Гремели в ожесточенной дуэли пять батарей, шипели в небе снаряды. По звуку мы узнавали залпы каждый своей батареи, и, еще телефонист не успевал доложить, я бросал лейтенанту:
— Мои идут.
В стереотрубу наблюдать лучше, и он отвечал:
— Хорош! Так и бей. Сейчас мои пошли.
Железнодорожная батарея врага замолчала. Умолк
бронепоезд, и снова на фронте стало тихо. Командир батареи долго ругал меня по телефону за пережог снарядов. Много, мол, израсходовал. А я ему во время стрельбы только и говорил, что очень важная цель, важная цель. Он велел мне возвращаться на позицию.
Лейтенант, вытирая рукавом пот, спросил меня:
— Оказывается, ты зенитчик?
— А как узнал?
— Порядочный артиллерист командует аккуратно и деликатно: правее столько-то, левее столько-то. А ты: «Вправо! Влево!» Размахался, словно оглоблей. Конечно, у вас небо большое, стволы длинные, снарядов много.
— Слушай, скажи своему начальству, пусть позвонит моему и объяснит, что я не зря высадил столько снарядов. Не то нам попадет с комбатом.
Когда я вернулся на батарею, комбат хмуро сказал:
— Ты поаккуратнее с расходом. У каждого свое. Для нас главная цель — самолеты. Тут нам никто не поможет, кроме истребителей, а они Есе заняты там, — он кивнул на восток,— учти, мы ведь в блокаде и все может быть.
Я стал объяснять важность стрельбы. Комбат отмахнулся:
— Знаю, Звонил командир дивизиона, объявил благодарность лично тебе и всей батарее. Но со снарядами поаккуратней... Иди, там тебя ждут.
Ко мне пришел корреспондент из фронтовой газеты.
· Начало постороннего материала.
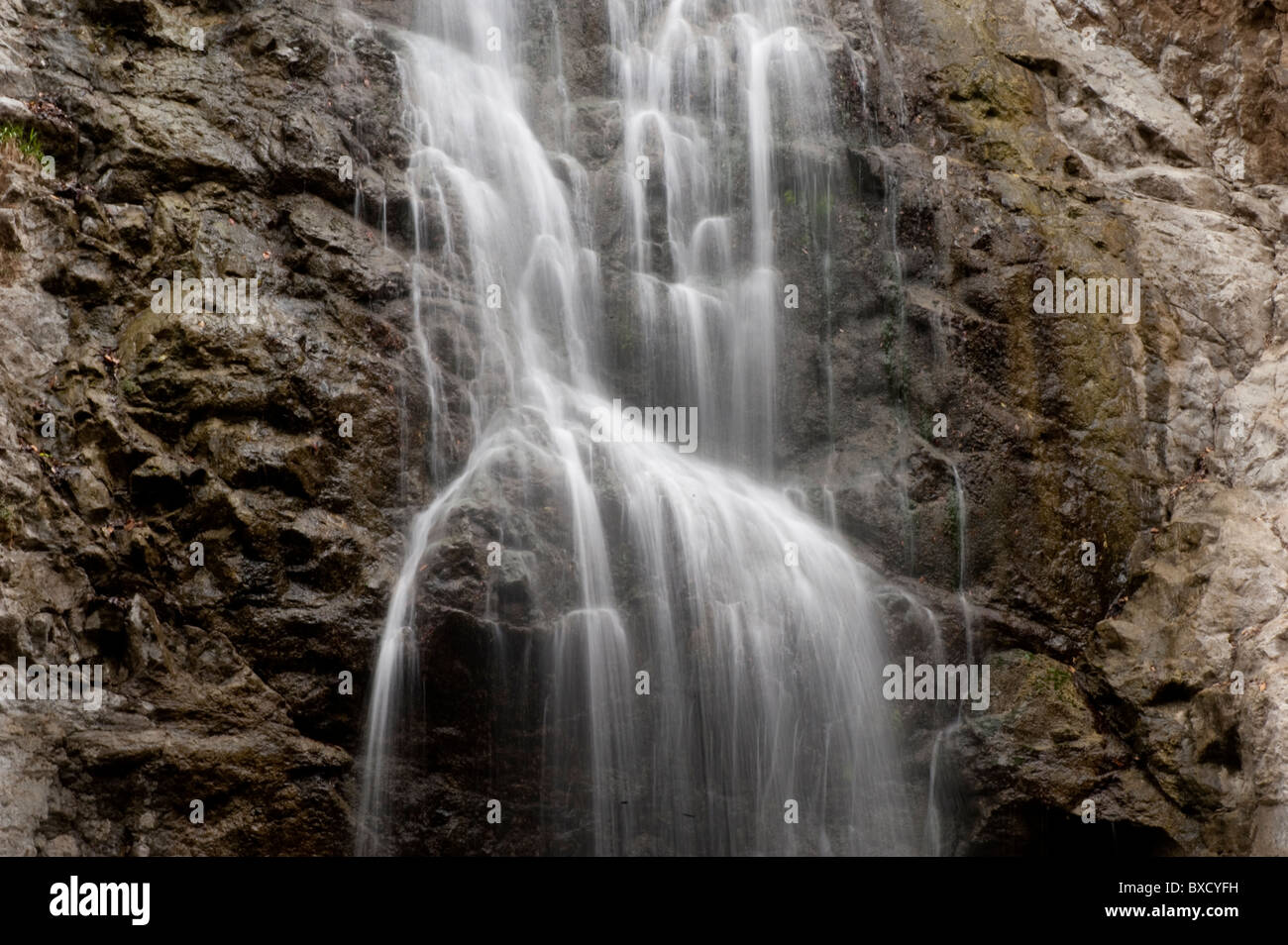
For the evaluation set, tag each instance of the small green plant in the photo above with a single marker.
(17, 141)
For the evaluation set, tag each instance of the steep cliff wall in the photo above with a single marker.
(219, 154)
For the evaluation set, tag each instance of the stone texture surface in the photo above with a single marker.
(1162, 442)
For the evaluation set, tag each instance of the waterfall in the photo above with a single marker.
(960, 505)
(756, 623)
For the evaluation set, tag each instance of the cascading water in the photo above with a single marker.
(756, 625)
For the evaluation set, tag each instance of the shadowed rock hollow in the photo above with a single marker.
(1102, 140)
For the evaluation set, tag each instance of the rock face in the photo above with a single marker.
(1102, 140)
(202, 141)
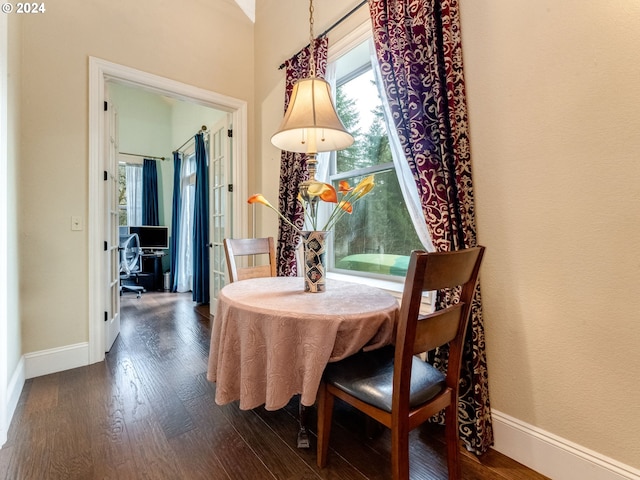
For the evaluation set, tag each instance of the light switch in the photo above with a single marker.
(76, 223)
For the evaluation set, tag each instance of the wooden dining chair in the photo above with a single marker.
(393, 385)
(242, 247)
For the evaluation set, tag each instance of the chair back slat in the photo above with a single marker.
(448, 269)
(437, 329)
(418, 334)
(243, 247)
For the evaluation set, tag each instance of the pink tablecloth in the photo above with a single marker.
(271, 340)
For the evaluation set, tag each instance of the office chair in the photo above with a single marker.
(130, 263)
(238, 247)
(393, 385)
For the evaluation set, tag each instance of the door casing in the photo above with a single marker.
(101, 71)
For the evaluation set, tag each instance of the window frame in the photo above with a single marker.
(389, 283)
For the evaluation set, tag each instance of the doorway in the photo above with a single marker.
(102, 72)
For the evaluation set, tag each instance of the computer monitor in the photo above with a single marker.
(152, 237)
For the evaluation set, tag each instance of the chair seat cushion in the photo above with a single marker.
(368, 376)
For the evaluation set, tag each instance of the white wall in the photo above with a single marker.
(11, 374)
(198, 44)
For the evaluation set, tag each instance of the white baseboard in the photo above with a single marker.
(55, 360)
(552, 456)
(14, 389)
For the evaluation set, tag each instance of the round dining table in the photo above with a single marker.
(271, 340)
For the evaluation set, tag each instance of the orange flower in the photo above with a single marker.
(346, 206)
(327, 193)
(344, 186)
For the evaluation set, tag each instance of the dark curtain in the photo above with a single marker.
(175, 221)
(201, 225)
(293, 169)
(150, 193)
(419, 50)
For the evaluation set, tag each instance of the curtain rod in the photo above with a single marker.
(326, 32)
(203, 129)
(149, 157)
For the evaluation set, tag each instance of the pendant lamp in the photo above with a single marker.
(311, 123)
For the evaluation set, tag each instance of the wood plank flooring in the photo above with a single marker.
(148, 412)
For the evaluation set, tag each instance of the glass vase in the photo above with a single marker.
(314, 247)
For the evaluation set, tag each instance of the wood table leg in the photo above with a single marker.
(303, 432)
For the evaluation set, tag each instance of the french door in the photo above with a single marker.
(111, 257)
(220, 205)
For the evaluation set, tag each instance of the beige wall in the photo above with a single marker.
(205, 44)
(553, 95)
(13, 340)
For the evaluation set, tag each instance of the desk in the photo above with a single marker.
(152, 264)
(271, 340)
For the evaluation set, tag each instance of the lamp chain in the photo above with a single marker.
(312, 53)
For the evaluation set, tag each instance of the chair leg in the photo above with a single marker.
(453, 442)
(400, 452)
(325, 414)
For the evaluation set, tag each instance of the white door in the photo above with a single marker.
(220, 205)
(111, 266)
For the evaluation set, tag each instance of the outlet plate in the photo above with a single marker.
(76, 223)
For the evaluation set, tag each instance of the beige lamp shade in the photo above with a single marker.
(311, 123)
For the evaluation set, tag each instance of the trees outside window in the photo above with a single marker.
(377, 238)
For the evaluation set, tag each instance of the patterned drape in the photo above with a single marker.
(150, 193)
(418, 47)
(293, 169)
(201, 225)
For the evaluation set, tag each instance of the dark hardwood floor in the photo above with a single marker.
(148, 412)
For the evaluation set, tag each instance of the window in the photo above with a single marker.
(377, 238)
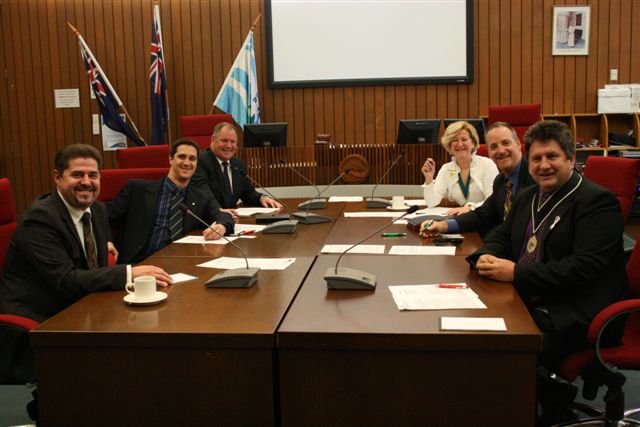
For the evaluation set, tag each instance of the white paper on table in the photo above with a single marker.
(431, 297)
(422, 250)
(200, 240)
(182, 277)
(228, 263)
(346, 198)
(244, 212)
(359, 249)
(472, 324)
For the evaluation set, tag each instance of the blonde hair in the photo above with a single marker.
(454, 129)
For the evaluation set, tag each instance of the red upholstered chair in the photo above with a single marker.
(200, 128)
(150, 156)
(599, 366)
(519, 116)
(618, 175)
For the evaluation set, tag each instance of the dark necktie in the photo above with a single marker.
(89, 243)
(228, 193)
(176, 217)
(507, 198)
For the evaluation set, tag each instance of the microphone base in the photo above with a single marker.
(310, 218)
(349, 279)
(378, 203)
(234, 278)
(313, 204)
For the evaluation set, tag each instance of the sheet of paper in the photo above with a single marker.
(200, 240)
(227, 263)
(182, 277)
(472, 324)
(422, 250)
(360, 249)
(245, 212)
(431, 297)
(346, 198)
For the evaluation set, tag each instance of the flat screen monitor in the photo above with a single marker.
(476, 123)
(265, 135)
(422, 131)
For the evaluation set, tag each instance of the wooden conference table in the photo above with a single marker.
(288, 351)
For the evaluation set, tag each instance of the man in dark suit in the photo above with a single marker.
(561, 246)
(225, 175)
(143, 211)
(504, 150)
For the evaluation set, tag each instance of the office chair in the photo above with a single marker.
(599, 366)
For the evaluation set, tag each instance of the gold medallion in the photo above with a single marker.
(531, 244)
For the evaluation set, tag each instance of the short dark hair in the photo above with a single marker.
(183, 141)
(73, 151)
(547, 130)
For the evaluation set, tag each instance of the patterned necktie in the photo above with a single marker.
(507, 198)
(176, 217)
(89, 243)
(228, 193)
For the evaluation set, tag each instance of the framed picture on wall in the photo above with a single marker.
(571, 30)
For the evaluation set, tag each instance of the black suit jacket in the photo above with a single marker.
(132, 213)
(582, 265)
(491, 213)
(209, 174)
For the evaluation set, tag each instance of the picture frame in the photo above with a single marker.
(571, 30)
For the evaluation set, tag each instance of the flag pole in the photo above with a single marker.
(253, 25)
(106, 80)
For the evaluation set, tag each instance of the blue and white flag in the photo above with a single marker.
(239, 93)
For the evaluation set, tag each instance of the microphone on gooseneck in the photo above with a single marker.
(383, 203)
(350, 278)
(257, 185)
(234, 278)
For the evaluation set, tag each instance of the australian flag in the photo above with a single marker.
(157, 78)
(107, 102)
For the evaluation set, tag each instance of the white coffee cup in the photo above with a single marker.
(143, 287)
(397, 202)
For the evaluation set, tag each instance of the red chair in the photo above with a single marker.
(519, 116)
(600, 366)
(618, 175)
(150, 156)
(200, 128)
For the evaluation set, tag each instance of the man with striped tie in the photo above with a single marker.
(147, 215)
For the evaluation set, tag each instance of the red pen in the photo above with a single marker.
(450, 286)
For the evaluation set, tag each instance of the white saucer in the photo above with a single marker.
(132, 300)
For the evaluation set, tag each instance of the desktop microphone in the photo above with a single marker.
(317, 203)
(234, 278)
(383, 203)
(350, 278)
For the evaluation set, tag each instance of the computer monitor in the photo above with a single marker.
(265, 135)
(422, 131)
(476, 123)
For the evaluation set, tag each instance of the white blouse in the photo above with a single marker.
(483, 172)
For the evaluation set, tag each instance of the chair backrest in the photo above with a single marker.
(150, 156)
(519, 116)
(200, 128)
(618, 175)
(112, 180)
(8, 222)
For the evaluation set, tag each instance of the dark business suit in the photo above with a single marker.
(46, 271)
(132, 214)
(491, 213)
(582, 264)
(209, 174)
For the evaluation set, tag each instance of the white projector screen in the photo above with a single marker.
(360, 42)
Капитан Луконин был в политуправлении и рассказал о моем прицеле. Я передал корреспонденту все материалы о прицеле и заметил, что это вряд ли представляет большую тайну. По-моему, нужно поделиться с другими своим опытом. Пусть решает начальство.
Капа целую неделю отлеживалась в землянке, и за нее поварил Бекешев. Он несколько раз навещал ее, уговаривал вернуться на кухню, но Капа заявляла, что она, во-первых, не может, а во-вторых, уйдет из дивизиона.
Но никуда она не ушла, принялась за свое дело и по-прежнему ходила по траншеям в ослепительно белом переднике.
3
Как трудно заснуть раздетым на настоящей кровати, на настоящей простыне, и, даже если закроешься с го-ловой одеялом, всеми порами тела чувствуешь вокруг себя какое-то излишнее пространство.
Один в большой комнате, я лежал на койке генерала Крюкова. Его перебросили на Волховский фронт, и койка пока пустовала. В комнате вдоль стен стояли шкафы огромные, тяжелые, блестящие — и три стола с толстыми, как у рояля, ножками. Высокие окна закрыты синими бумажными шторами.